/docs/topics/selectors.rst
ReStructuredText | 380 lines | 255 code | 125 blank | 0 comment | 0 complexity | ab8ce12bcffab59f6f2c6dc683905b9b MD5 | raw file
- .. _topics-selectors:
- ===============
- XPath Selectors
- ===============
- When you're scraping web pages, the most common task you need to perform is
- to extract data from the HTML source. There are several libraries available to
- achieve this:
- * `BeautifulSoup`_ is a very popular screen scraping library among Python
- programmers which constructs a Python object based on the
- structure of the HTML code and also deals with bad markup reasonably well,
- but it has one drawback: it's slow.
- * `lxml`_ is a XML parsing library (which also parses HTML) with a pythonic
- API based on `ElementTree`_ (which is not part of the Python standard
- library).
- Scrapy comes with its own mechanism for extracting data. They're called XPath
- selectors (or just "selectors", for short) because they "select" certain parts
- of the HTML document specified by `XPath`_ expressions.

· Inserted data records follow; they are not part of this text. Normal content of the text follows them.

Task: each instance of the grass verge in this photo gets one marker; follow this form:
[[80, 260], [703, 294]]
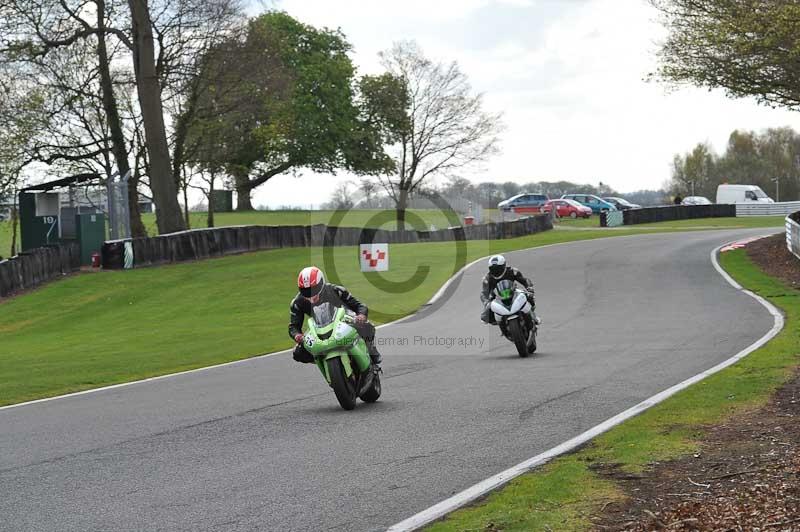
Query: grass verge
[[105, 328], [566, 492]]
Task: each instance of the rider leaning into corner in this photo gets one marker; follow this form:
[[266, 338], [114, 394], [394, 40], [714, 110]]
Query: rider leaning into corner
[[315, 291], [498, 271]]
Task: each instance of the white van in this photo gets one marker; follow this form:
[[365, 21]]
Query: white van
[[741, 194]]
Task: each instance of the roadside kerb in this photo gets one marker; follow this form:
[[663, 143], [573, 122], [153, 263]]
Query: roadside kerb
[[793, 233], [767, 209]]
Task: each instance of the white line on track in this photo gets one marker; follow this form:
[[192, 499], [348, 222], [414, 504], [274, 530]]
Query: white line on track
[[482, 488]]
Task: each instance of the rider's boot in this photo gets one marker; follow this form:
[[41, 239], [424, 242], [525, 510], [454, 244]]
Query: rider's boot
[[373, 353]]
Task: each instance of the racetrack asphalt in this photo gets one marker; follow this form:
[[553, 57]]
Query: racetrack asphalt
[[263, 445]]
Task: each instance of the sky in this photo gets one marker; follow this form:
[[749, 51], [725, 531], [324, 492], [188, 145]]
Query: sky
[[568, 76]]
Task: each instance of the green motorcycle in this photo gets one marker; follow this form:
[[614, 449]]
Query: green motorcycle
[[341, 355]]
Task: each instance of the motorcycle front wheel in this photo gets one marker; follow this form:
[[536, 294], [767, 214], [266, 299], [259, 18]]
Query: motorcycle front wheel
[[518, 337], [343, 387], [374, 392]]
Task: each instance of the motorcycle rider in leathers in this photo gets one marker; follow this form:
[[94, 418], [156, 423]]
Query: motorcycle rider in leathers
[[313, 290], [498, 271]]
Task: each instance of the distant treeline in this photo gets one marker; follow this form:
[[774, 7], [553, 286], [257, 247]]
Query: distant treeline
[[750, 158], [486, 194]]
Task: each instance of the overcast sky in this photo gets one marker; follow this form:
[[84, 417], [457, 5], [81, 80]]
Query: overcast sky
[[566, 74]]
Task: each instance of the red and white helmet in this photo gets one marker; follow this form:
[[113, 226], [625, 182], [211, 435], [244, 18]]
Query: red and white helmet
[[310, 282]]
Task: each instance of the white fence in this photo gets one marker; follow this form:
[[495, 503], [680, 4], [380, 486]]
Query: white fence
[[767, 209], [793, 236]]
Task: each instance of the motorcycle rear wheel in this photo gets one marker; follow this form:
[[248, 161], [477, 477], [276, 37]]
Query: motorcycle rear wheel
[[518, 336], [343, 387]]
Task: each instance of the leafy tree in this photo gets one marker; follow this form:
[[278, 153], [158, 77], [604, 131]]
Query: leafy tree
[[696, 172], [747, 47], [291, 104], [749, 158]]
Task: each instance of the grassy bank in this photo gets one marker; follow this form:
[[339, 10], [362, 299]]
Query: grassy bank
[[102, 328], [564, 493]]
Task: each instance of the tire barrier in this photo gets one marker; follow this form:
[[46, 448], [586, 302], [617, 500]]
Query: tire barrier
[[676, 212], [35, 267], [793, 233], [197, 244], [767, 209]]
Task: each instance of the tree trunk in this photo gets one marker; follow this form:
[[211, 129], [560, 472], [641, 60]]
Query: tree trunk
[[185, 189], [243, 190], [14, 218], [138, 229], [165, 191], [402, 203], [118, 142], [210, 219]]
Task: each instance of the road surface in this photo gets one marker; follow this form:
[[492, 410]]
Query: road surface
[[263, 445]]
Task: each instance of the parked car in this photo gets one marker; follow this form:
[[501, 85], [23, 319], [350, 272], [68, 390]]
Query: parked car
[[524, 203], [741, 194], [696, 200], [597, 205], [567, 207], [622, 204]]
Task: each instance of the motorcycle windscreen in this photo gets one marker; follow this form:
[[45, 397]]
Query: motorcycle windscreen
[[324, 314]]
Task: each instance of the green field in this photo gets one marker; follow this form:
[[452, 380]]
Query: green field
[[563, 494], [102, 328]]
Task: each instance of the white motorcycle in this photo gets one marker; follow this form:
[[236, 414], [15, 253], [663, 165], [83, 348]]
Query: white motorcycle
[[513, 313]]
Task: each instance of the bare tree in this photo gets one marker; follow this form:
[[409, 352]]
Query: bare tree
[[162, 183], [342, 197], [368, 188], [447, 128]]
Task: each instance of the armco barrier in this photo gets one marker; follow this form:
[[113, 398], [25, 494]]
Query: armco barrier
[[199, 244], [676, 212], [793, 233], [32, 268], [767, 209]]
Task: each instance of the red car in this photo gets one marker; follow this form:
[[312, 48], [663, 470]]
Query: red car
[[567, 207]]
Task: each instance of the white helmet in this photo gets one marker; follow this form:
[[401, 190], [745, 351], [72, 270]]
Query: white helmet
[[311, 281], [497, 266]]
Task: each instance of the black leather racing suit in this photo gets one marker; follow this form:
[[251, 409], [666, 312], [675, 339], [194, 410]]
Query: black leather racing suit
[[490, 282], [337, 296]]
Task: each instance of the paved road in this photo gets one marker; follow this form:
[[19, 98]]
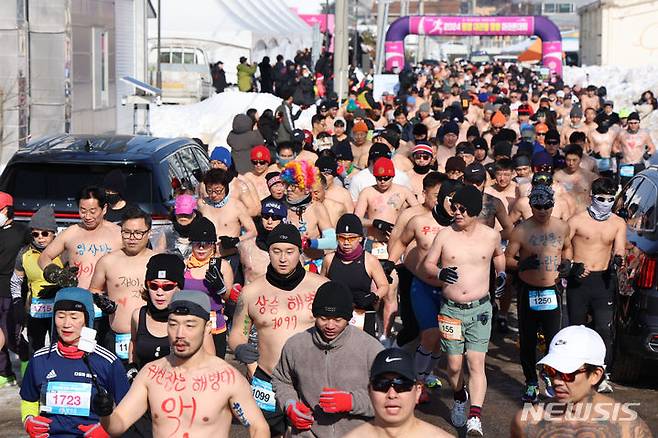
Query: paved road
[[505, 385]]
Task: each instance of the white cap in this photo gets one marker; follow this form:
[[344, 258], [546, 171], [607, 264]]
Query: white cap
[[574, 346]]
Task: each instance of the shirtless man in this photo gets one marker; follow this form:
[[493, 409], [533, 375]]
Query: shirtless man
[[573, 178], [422, 155], [189, 393], [635, 146], [601, 141], [575, 364], [503, 188], [85, 242], [310, 217], [466, 312], [328, 167], [319, 194], [228, 214], [544, 249], [260, 159], [416, 239], [599, 241], [120, 275], [394, 394], [279, 306]]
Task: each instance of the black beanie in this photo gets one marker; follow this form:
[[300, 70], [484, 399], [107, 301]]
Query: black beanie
[[471, 198], [285, 233], [349, 223], [333, 299], [166, 267]]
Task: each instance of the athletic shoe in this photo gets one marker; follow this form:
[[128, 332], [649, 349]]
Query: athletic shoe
[[458, 412], [474, 427], [433, 382], [605, 387], [530, 394], [7, 381], [548, 386]]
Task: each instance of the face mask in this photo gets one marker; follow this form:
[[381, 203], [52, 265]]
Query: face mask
[[600, 210]]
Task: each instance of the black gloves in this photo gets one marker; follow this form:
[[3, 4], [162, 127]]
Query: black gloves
[[214, 279], [531, 263], [501, 278], [105, 304], [448, 275], [383, 226], [388, 267], [247, 353], [63, 277], [103, 403], [228, 242]]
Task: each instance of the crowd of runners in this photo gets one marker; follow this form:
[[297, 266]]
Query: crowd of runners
[[339, 264]]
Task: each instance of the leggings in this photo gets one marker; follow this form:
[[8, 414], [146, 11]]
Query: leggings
[[530, 321], [594, 294]]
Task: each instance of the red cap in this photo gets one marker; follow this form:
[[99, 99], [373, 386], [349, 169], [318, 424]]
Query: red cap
[[6, 200], [383, 167], [260, 153]]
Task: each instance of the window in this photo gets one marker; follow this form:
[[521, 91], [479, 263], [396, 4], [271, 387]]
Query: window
[[100, 68]]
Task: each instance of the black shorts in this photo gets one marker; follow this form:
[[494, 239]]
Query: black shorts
[[275, 419]]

- `XPath`_ is a language for selecting nodes in XML documents, which can also be used with HTML.
- Both `lxml`_ and Scrapy Selectors are built over the `libxml2`_ library, which
- means they're very similar in speed and parsing accuracy.

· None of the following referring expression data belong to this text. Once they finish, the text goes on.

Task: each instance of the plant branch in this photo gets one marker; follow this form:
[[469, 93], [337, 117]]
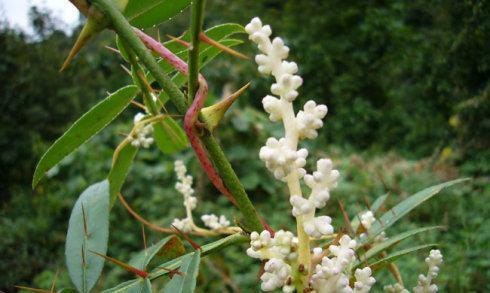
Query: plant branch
[[197, 17], [126, 32]]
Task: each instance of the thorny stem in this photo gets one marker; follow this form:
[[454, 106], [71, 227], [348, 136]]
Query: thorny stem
[[126, 32], [304, 255], [197, 17]]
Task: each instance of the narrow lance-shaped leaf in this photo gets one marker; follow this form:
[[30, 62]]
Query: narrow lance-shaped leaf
[[147, 13], [185, 282], [175, 263], [206, 249], [143, 258], [404, 207], [393, 240], [84, 128], [374, 208], [139, 285], [120, 167], [88, 230]]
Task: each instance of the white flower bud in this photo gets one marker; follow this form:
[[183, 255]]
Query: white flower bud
[[276, 274], [280, 159], [301, 206], [321, 182], [140, 138], [183, 225], [272, 105], [364, 280], [310, 119], [215, 223], [367, 219], [318, 227]]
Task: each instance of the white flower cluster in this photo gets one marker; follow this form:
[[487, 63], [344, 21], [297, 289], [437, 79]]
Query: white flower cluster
[[424, 284], [396, 288], [367, 219], [330, 276], [141, 133], [280, 251], [214, 222], [184, 225], [281, 156], [281, 159], [184, 185], [276, 274]]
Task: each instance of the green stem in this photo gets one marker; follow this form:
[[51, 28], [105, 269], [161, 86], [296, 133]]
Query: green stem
[[197, 18], [223, 166], [126, 32]]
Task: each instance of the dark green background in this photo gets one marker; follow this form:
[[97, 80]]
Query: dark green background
[[407, 86]]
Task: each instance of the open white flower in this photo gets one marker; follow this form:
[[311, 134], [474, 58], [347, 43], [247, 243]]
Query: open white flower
[[141, 139]]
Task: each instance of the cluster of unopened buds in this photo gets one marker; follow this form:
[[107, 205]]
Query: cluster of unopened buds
[[141, 135], [367, 219], [282, 156], [330, 274], [332, 269], [286, 162], [184, 187]]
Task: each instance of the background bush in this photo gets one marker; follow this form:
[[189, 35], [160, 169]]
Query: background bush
[[407, 86]]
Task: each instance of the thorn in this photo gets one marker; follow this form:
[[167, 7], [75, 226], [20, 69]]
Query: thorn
[[139, 105], [186, 237], [88, 31], [53, 284], [144, 236], [32, 289], [141, 219], [84, 263], [179, 40], [112, 49], [126, 70], [366, 201], [212, 115], [220, 46], [172, 273], [123, 265], [85, 227]]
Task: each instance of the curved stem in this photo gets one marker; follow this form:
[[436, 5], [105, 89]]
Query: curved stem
[[126, 32]]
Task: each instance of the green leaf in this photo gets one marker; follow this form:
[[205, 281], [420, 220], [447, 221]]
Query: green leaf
[[374, 208], [84, 128], [404, 207], [205, 57], [143, 258], [378, 248], [139, 285], [185, 282], [67, 290], [88, 230], [206, 249], [169, 136], [394, 256], [120, 169], [147, 13]]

- This page explains how selectors work and describes their API which is very
- small and simple, unlike the `lxml`_ API which is much bigger because the
- `lxml`_ library can be used for many other tasks, besides selecting markup
- documents.
- For a complete reference of the selectors API see the :ref:`XPath selector
- reference <topics-selectors-ref>`.
- .. _BeautifulSoup: http://www.crummy.com/software/BeautifulSoup/
- .. _lxml: http://codespeak.net/lxml/
- .. _ElementTree: http://docs.python.org/library/xml.etree.elementtree.html
- .. _libxml2: http://xmlsoft.org/
- .. _XPath: http://www.w3.org/TR/xpath
- Using selectors
- ===============
- Constructing selectors
- ----------------------
- There are two types of selectors bundled with Scrapy. Those are:
- * :class:`~scrapy.selector.HtmlXPathSelector` - for working with HTML documents
- * :class:`~scrapy.selector.XmlXPathSelector` - for working with XML documents
- .. highlight:: python
- Both share the same selector API, and are constructed with a Response object as
- their first parameter. This is the Response they're going to be "selecting".
- Example::
- hxs = HtmlXPathSelector(response) # a HTML selector
- xxs = XmlXPathSelector(response) # a XML selector
- Using selectors with XPaths
- ---------------------------
- To explain how to use the selectors we'll use the `Scrapy shell` (which
- provides interactive testing) and an example page located in the Scrapy
- documentation server:
- http://doc.scrapy.org/_static/selectors-sample1.html
- .. _topics-selectors-htmlcode:
- Here's its HTML code:
- .. literalinclude:: ../_static/selectors-sample1.html
- :language: html
- .. highlight:: sh
- First, let's open the shell::
- scrapy shell http://doc.scrapy.org/_static/selectors-sample1.html
- Then, after the shell loads, you'll have some selectors already instantiated and
- ready to use.
- Since we're dealing with HTML, we'll be using the
- :class:`~scrapy.selector.HtmlXPathSelector` object which is found, by default, in
- the ``hxs`` shell variable.
- .. highlight:: python
- So, by looking at the :ref:`HTML code <topics-selectors-htmlcode>` of that page,
- let's construct an XPath (using an HTML selector) for selecting the text inside
- the title tag::
- >>> hxs.select('//title/text()')
- [<HtmlXPathSelector (text) xpath=//title/text()>]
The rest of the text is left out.